"As I finally climbed onto the bed, I said, 'Is this trip really necessary?' " Irving Kenneth Zola writes in "Tell Me, Tell Me," one of the 20 selections that make up this anthology. "I don't know what I intended by that remark but we both laughed. And as we did and came closer, we kissed, first gently and then with increasing force, until we said almost simultaneously, 'We'd better get undressed.' "

A common enough prelude to a sexual episode, described matter-of-factly, even though the girl in the bed is a quadriplegic, incapable of feeling anything below her shoulders, and the writer, himself unable to navigate without a steel leg brace, has had to manipulate the girl out of a wheelchair and onto the transfer board that will get her into bed before they can begin to make love. The heavy work did not dismay him; what did, was hearing her whisper, "Tell me . . . tell me." "Tell you what?" he asks, afraid she will demand a declaration of love. "Tell me what you're doing, so I can visualize it." With this, the author relaxes, and so does the reader, for the bizarre aspects of the scene have now dissolved into a familiar pattern.

"Ordinary Lives" focuses on the concerns disabled persons have in common with the rest of the world, and not on the unique problems posed by their disabilities. Zola, a sociologist on the faculty of Brandeis University, has selected excerpts from the writings of a dozen different authors to make the reader aware that disabled people also have to cope with sibling tensions, with adolescent awkwardness, with peer pressures, with snobbery and prejudice and resentment of authority.

Fifteen-year-old Ved Mehta, arriving in the United States to enroll in a school for the blind, suffers a series of cultural shocks. He has refused food on the long plane ride from India to New York. "How would I eat breakfast? All my life I'd eaten with my hands. A spoon was the only implement I had ever used, and that very rarely."

Taken from the airport to the home of a blind musician, he is astounded to hear Mr. DeFranco exchange a loud kiss with his wife. "I wondered if my mother would have permitted me to spend my first days in America with the DeFrancos had she known that my hosts kissed in public." At dinner, when it turns out that Ved is not familiar with the way blind people are helped to locate the food on their plates--"peas at 12 o'clock, meat balls at six"--Mr. DeFranco offers the opinion that Ved's lack of knowledge is due to India's "primitive conditions," where work for the blind is probably "very backward." Ved bristles: "There is nothing in India primitive or backward," he snaps. His defensive reaction is little different from what Americans feel when their ways are criticized by foreigners.

Hopelessly spastic from birth, unable to speak or hold up his head, Christy Brown describes himself as "a little bundle of crooked muscles and twisted nerves . . . imprisoned in a world of my own, unable to communicate with others." When he discovers, at age 5, that his toes can grasp what his hands cannot, and that a writing implement held between his toes affords him a channel of communication, we share his jubilation. But life consists of more than communication. In "Down All the Days" he tells of his first awareness of sexuality when he happens to see his sister undressing, "his whole body suddenly flaming and a loud roaring in his temples . . . It was beauty and perfection and terror."

Christy's sister was kind. Hearing his involuntary moan, she thinks he is having a bad dream and kneels to smooth his forehead. In "Cotton in My Ears," Frances Warfield's older sister, resentful of the attention lavished on the deaf 6-year-old, is malicious, taunting the child and leading her to lie about her inability to hear. Frances fears that if the aunts who are bringing her up discover her imperfection, they will give her away to the Charity Guild, the way they dispose of other useless objects.

Leonard Kriegel's story tells how a dozen wheelchair-bound men in a rehabilitation hospital, rebellious over their confinement, launch a "cavalry charge" out of the hospital gates and down the hill to a candy store.
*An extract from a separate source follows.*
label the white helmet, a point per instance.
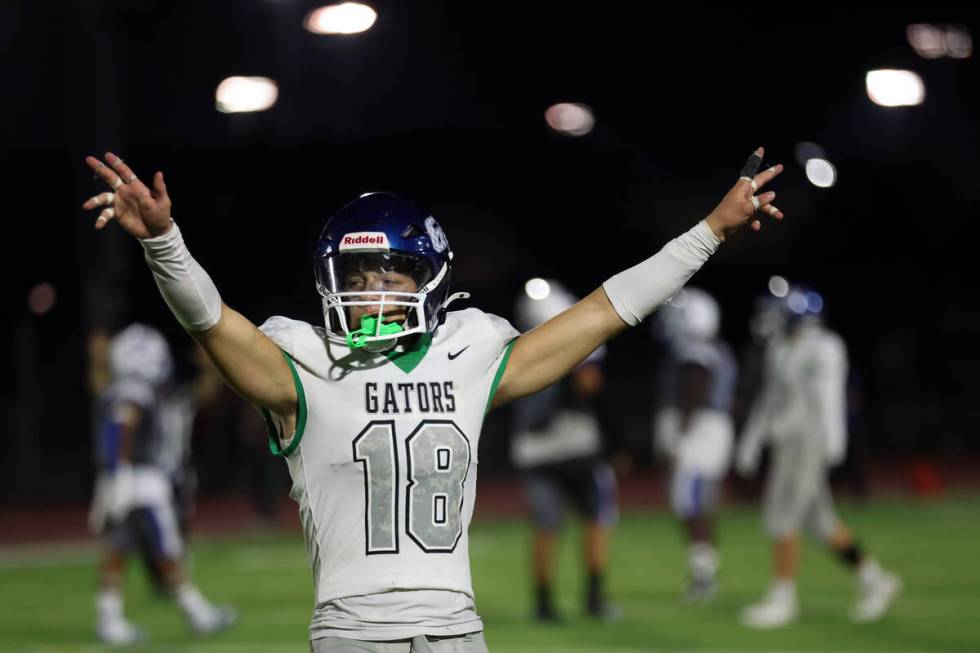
(140, 352)
(541, 300)
(691, 313)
Their unauthorized caravan has no practical purpose, since they don't actually want to buy anything. Theirs is the need to declare independence, to act out defiance of authority.
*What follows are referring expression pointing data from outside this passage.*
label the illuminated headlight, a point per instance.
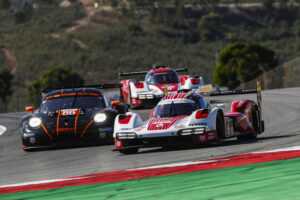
(100, 117)
(124, 136)
(35, 122)
(142, 96)
(150, 96)
(186, 132)
(199, 130)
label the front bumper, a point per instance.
(147, 100)
(208, 136)
(39, 138)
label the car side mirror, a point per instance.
(221, 105)
(115, 103)
(29, 109)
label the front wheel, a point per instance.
(255, 125)
(220, 129)
(129, 151)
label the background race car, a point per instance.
(158, 80)
(187, 118)
(70, 117)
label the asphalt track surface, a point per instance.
(281, 112)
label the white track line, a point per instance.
(295, 148)
(2, 129)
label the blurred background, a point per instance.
(229, 43)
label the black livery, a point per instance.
(70, 117)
Not every item in this anthology is of equal relevance to the point the book tries to make. Resentment of medical autocracy is reflected in the excerpts from Martha Weinman Lear's "Heartsounds" and Eric Hodgins' "Episode," as well as in the two selections dealing with mastectomies. There is only a tagential relationship to the book's theme in Flannery O'Connor's "Good Country People," the cruel and haunting tale of the exploitation of a crippled woman by the sly trickster she thinks of as "simple."

"Ordinary Lives" aims to provide an antidote to the inspirational tales of saintly suffering that so often constitute the formula for stories about the disabled. To the extent that we recognize that the book's selections are not about disability but about the human condition, that aim is realized.